O primeiro passo para os pais é procurar as creches municipais próximas da sua residência e fazer as inscrições ou procurar a Smed e solicitar a vaga. Caso não existam vagas, procure a Defensoria Pública para o ingresso de ação judicial com pedido para que o município providencie uma vaga em alguma escola municipal ou conveniada próxima de sua residência ou que arque com os custos de uma creche particular. Já leve para o defensor público a negativa da vaga, a certidão de nascimento da criança, o RG/CPF dos pais, comprovante de renda familiar, comprovante de residência, declaração do horário de trabalho dos pais (para pedir turno integral), o nome e endereço da(s) creche(s) municipal(ais) mais próxima(s) de sua casa e também três orçamentos de escolas de educação infantil particulares e que tenham cadastro junto ao município.
“Dentre os três orçamentos, será escolhido o mais barato e o município arcará com as mensalidades”, esclarece Andreia. As crianças que ingressaram em escolas privadas por meio do acordo judicial têm o direito de permanecer na mesma escola durante todo o ano, mesmo que surjam vagas em creches municipais.
Nesta sexta-feira, a defensoria realizará um mutirão especial, organizado pelos Núcleos da Mulher, da Saúde e da Criança e do Adolescente.

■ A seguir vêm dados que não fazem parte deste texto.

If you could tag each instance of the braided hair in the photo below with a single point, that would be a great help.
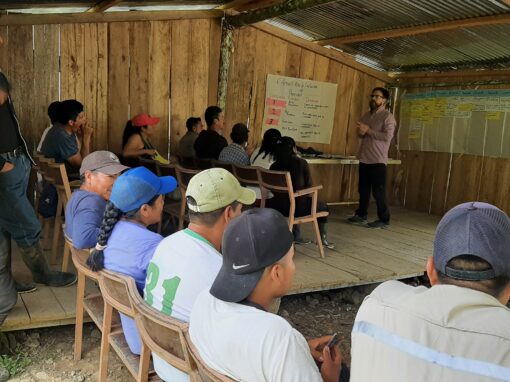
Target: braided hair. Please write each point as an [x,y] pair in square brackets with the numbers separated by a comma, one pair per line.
[111,216]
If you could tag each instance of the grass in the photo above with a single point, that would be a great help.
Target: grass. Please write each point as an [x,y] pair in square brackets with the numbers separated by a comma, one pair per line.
[15,363]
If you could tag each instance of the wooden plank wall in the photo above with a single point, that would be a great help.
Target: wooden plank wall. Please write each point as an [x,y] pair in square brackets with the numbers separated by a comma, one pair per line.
[257,54]
[436,182]
[117,70]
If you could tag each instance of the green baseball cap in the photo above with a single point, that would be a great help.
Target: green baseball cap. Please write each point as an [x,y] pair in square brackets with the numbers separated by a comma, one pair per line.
[216,188]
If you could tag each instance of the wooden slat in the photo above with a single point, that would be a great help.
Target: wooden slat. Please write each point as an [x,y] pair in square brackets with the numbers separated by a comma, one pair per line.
[46,71]
[118,85]
[159,81]
[74,18]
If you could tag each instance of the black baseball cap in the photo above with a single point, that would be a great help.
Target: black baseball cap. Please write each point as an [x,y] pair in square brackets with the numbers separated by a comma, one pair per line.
[256,239]
[476,229]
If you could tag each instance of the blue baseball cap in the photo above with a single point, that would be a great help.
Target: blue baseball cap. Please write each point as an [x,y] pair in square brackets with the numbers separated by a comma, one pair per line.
[138,186]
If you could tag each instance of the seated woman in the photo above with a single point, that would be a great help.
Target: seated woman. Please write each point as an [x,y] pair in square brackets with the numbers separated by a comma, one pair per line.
[263,156]
[287,160]
[136,139]
[124,243]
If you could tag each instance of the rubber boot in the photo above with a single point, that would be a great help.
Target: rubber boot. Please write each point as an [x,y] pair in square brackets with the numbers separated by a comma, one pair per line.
[36,261]
[324,236]
[296,231]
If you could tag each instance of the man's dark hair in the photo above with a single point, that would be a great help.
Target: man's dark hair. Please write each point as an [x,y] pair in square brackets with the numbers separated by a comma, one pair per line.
[385,92]
[207,218]
[493,287]
[192,122]
[212,113]
[69,111]
[239,133]
[53,111]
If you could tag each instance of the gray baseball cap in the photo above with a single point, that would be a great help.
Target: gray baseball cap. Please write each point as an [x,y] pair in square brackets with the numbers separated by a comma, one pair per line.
[256,239]
[105,162]
[478,229]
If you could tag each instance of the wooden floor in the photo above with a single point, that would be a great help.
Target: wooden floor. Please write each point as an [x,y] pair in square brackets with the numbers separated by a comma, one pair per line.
[362,256]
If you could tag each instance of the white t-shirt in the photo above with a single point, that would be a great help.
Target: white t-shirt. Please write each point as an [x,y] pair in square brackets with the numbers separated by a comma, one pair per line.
[249,344]
[260,161]
[183,265]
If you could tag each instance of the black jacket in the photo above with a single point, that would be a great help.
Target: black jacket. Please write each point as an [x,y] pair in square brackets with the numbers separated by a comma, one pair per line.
[5,86]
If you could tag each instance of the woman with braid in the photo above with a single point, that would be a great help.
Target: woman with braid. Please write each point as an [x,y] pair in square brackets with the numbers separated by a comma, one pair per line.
[124,243]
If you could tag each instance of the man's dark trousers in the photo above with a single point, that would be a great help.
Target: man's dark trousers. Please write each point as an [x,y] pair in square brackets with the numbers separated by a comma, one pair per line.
[372,179]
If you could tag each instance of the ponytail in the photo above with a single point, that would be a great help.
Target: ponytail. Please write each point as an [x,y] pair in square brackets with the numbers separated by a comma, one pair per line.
[110,217]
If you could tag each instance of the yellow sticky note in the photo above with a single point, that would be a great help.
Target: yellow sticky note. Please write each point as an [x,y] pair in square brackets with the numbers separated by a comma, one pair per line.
[493,115]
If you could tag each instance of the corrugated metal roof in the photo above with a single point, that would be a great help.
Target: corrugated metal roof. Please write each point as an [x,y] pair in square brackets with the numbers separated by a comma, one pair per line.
[478,47]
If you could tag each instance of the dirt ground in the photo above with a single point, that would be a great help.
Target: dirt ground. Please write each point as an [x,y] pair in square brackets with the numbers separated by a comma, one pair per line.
[50,350]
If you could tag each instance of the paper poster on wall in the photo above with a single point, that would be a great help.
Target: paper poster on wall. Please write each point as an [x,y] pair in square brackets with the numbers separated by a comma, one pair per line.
[301,109]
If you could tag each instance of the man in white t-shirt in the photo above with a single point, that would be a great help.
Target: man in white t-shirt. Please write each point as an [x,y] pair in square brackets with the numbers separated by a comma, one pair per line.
[230,325]
[187,262]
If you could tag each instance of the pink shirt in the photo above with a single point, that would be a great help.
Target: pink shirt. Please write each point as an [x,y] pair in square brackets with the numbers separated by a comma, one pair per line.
[376,142]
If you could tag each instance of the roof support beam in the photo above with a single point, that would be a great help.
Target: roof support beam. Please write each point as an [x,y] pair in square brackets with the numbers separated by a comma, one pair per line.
[75,18]
[412,31]
[103,5]
[285,7]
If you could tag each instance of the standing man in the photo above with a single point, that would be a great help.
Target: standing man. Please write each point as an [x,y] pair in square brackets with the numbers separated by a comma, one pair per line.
[210,142]
[17,217]
[376,130]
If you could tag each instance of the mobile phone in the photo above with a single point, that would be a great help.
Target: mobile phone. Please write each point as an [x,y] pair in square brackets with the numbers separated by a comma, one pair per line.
[333,341]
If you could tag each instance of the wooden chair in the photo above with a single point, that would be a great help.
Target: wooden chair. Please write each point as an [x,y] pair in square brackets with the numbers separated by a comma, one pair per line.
[280,182]
[172,207]
[92,304]
[114,288]
[227,166]
[250,176]
[160,334]
[187,162]
[184,175]
[205,373]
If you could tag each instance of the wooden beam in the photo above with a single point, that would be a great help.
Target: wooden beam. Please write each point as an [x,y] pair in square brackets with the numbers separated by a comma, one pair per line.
[329,53]
[285,7]
[412,31]
[103,5]
[75,18]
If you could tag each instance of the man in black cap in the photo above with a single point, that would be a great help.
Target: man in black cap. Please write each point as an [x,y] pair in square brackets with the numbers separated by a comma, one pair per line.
[230,325]
[457,330]
[17,217]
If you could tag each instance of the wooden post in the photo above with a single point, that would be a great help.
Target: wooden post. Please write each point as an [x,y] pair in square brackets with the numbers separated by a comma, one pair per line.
[226,49]
[283,8]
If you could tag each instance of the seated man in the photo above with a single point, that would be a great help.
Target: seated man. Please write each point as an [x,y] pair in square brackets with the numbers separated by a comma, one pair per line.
[237,151]
[84,211]
[194,126]
[210,142]
[61,142]
[186,262]
[457,330]
[230,326]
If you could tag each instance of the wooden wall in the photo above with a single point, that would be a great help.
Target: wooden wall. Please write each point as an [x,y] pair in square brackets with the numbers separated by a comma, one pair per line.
[117,70]
[257,54]
[436,182]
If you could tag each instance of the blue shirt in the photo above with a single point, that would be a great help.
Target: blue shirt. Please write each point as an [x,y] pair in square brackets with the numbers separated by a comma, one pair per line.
[129,251]
[84,214]
[59,144]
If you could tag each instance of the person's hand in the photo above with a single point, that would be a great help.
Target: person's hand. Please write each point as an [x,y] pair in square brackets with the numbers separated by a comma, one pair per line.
[332,364]
[316,346]
[7,167]
[87,130]
[362,128]
[3,97]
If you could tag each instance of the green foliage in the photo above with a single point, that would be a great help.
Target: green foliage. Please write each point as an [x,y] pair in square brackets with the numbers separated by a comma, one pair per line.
[15,363]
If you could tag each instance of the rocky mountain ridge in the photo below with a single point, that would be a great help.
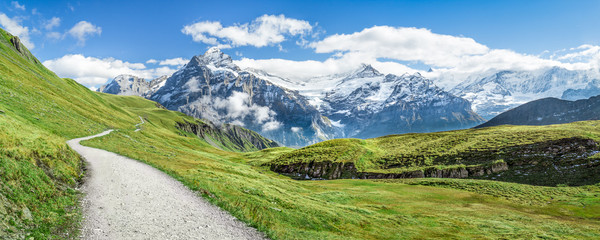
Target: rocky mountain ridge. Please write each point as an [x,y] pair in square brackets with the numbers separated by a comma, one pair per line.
[363,103]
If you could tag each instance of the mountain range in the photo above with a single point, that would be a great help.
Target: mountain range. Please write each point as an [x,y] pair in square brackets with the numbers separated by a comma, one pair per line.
[363,103]
[496,92]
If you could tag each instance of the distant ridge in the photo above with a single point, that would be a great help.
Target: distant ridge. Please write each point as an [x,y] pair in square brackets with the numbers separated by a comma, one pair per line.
[547,111]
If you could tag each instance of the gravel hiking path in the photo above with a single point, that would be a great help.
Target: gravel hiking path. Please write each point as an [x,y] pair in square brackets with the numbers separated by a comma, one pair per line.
[127,199]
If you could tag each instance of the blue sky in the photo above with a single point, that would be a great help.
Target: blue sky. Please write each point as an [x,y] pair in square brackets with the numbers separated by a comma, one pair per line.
[134,32]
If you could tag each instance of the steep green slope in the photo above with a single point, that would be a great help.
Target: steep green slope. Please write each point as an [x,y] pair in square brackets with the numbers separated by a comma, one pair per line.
[363,209]
[541,155]
[38,113]
[38,172]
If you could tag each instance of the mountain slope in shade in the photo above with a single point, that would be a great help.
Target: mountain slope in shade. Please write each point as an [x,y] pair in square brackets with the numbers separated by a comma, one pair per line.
[363,103]
[549,111]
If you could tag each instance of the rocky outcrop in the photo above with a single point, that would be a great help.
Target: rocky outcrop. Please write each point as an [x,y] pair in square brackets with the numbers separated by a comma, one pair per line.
[561,161]
[338,170]
[227,136]
[129,85]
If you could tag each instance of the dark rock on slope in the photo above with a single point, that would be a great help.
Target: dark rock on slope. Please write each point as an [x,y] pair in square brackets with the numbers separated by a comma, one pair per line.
[549,111]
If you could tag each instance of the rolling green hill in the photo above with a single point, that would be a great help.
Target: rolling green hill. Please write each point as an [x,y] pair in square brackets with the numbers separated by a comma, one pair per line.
[538,155]
[39,112]
[39,173]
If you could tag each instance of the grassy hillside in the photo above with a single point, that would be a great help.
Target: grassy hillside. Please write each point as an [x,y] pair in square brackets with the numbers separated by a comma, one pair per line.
[38,113]
[39,173]
[541,155]
[364,209]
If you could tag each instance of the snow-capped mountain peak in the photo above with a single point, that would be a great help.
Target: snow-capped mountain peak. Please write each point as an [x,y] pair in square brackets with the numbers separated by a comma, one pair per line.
[365,71]
[214,57]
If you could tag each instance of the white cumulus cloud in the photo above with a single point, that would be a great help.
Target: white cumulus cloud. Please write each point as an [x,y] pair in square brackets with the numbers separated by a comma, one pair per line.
[14,27]
[174,62]
[266,30]
[82,30]
[18,6]
[238,107]
[91,71]
[404,44]
[52,23]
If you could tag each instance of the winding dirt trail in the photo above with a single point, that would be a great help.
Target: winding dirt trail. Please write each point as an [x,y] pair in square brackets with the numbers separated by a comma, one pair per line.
[127,199]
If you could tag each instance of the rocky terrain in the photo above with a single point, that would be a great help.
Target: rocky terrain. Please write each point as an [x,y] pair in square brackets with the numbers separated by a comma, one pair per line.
[130,85]
[363,103]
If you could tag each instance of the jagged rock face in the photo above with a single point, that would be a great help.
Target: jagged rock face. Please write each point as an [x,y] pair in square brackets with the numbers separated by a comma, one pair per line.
[549,111]
[212,87]
[380,105]
[130,85]
[495,93]
[363,103]
[227,136]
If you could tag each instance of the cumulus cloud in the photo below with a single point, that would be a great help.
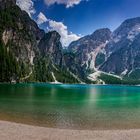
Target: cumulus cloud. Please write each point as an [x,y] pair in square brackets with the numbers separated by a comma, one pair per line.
[26,5]
[41,18]
[68,3]
[66,36]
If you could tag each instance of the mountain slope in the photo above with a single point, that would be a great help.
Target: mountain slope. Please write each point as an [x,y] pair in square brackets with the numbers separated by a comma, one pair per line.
[27,53]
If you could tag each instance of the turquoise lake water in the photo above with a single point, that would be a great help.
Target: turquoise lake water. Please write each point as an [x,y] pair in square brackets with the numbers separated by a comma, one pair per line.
[71,106]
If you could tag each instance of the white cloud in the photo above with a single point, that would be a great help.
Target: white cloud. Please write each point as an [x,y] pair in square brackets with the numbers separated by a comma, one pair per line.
[26,5]
[41,18]
[68,3]
[66,37]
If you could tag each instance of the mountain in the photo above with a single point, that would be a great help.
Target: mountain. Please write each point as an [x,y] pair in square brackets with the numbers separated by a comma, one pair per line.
[123,50]
[110,54]
[87,48]
[27,53]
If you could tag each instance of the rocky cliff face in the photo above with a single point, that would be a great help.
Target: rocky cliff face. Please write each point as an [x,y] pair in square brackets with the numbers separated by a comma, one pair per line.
[27,53]
[123,49]
[86,49]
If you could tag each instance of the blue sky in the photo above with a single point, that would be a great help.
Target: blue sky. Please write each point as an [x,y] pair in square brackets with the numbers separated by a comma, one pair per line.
[76,18]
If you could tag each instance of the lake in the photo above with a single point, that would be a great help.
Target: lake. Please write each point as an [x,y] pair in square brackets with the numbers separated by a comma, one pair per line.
[71,106]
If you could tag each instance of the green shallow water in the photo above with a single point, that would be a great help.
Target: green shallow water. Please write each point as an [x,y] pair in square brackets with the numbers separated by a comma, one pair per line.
[71,106]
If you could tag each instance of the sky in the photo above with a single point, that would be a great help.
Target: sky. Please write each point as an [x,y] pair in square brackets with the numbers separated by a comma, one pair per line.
[73,19]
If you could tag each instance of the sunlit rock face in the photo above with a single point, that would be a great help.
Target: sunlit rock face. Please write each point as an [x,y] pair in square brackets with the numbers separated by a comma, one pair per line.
[124,49]
[87,48]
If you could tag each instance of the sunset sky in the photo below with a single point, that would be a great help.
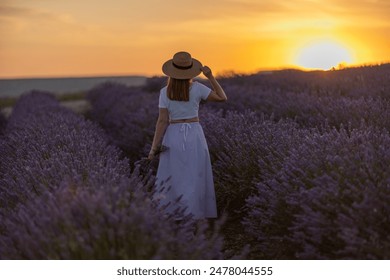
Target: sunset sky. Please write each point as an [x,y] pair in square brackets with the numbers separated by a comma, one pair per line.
[44,38]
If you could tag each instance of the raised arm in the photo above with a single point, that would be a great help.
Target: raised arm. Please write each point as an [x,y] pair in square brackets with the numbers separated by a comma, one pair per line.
[161,126]
[218,94]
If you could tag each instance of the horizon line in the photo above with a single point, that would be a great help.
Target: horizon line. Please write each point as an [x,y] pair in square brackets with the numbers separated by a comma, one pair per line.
[221,73]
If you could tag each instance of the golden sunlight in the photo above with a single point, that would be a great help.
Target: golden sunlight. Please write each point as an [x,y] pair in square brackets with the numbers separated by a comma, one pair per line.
[323,55]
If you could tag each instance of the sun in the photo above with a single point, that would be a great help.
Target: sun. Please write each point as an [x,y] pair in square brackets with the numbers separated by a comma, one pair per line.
[323,55]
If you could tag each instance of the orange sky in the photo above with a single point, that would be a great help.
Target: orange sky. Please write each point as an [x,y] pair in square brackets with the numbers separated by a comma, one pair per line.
[89,37]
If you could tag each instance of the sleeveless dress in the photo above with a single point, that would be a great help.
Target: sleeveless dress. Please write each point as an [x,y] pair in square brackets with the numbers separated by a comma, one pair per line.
[185,168]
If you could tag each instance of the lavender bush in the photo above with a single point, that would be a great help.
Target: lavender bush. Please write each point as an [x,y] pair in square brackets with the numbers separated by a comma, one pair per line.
[3,123]
[252,148]
[126,114]
[45,144]
[116,222]
[329,199]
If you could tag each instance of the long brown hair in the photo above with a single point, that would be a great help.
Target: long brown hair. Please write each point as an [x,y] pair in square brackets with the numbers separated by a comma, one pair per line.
[178,90]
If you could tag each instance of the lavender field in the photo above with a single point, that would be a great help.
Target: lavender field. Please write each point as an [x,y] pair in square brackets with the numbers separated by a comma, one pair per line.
[301,164]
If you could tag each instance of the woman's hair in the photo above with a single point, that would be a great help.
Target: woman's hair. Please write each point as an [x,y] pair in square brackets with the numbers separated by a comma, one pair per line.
[178,90]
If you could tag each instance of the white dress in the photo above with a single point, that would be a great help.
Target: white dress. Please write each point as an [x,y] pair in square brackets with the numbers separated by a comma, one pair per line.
[185,166]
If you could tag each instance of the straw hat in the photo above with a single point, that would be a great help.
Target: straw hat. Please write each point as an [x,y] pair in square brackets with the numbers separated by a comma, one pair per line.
[182,66]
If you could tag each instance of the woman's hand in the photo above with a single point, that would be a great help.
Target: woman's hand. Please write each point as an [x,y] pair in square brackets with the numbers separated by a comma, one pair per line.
[207,72]
[152,154]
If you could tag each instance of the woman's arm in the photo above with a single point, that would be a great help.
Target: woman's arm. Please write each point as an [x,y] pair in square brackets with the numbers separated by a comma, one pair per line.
[161,126]
[218,94]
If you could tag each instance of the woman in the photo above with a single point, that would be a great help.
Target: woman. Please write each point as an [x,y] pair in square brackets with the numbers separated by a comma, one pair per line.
[186,161]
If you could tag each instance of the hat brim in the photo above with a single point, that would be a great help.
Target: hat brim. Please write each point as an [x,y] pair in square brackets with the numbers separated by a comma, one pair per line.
[170,70]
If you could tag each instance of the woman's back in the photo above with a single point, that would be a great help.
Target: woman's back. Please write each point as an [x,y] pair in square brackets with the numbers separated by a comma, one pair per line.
[184,109]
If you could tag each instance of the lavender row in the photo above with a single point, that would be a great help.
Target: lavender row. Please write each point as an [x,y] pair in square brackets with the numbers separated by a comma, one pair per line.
[45,144]
[116,222]
[67,194]
[126,114]
[329,199]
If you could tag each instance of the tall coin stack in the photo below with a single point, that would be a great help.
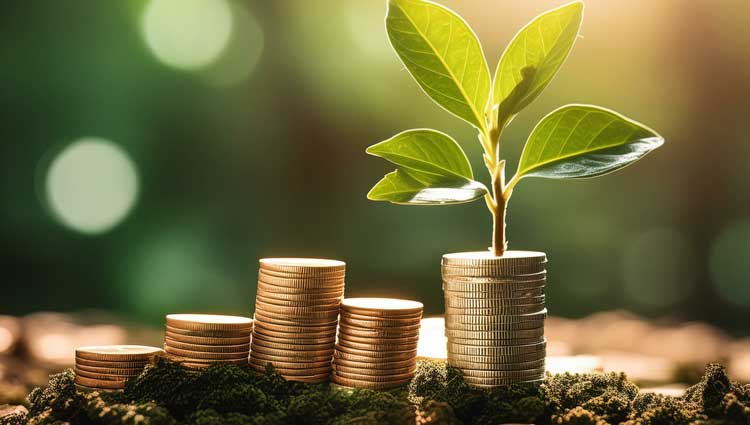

Serão feitos atendimentos de pessoas que buscam vagas em creches, em Porto Alegre, além de orientações sobre outras temáticas, como câncer de mama e reconhecimento de paternidade. A unidade móvel da Defensoria Itinerante estará posicionada na avenida Sepúlveda, ao lado da Praça da Alfândega, no centro da cidade, das 10h às 15h. Para agilizar os atendimentos, a Defensoria pede que as pessoas levem consigo cópia da identidade, carteira de trabalho, comprovante de renda, de residência e demais documentos que julgarem necessário.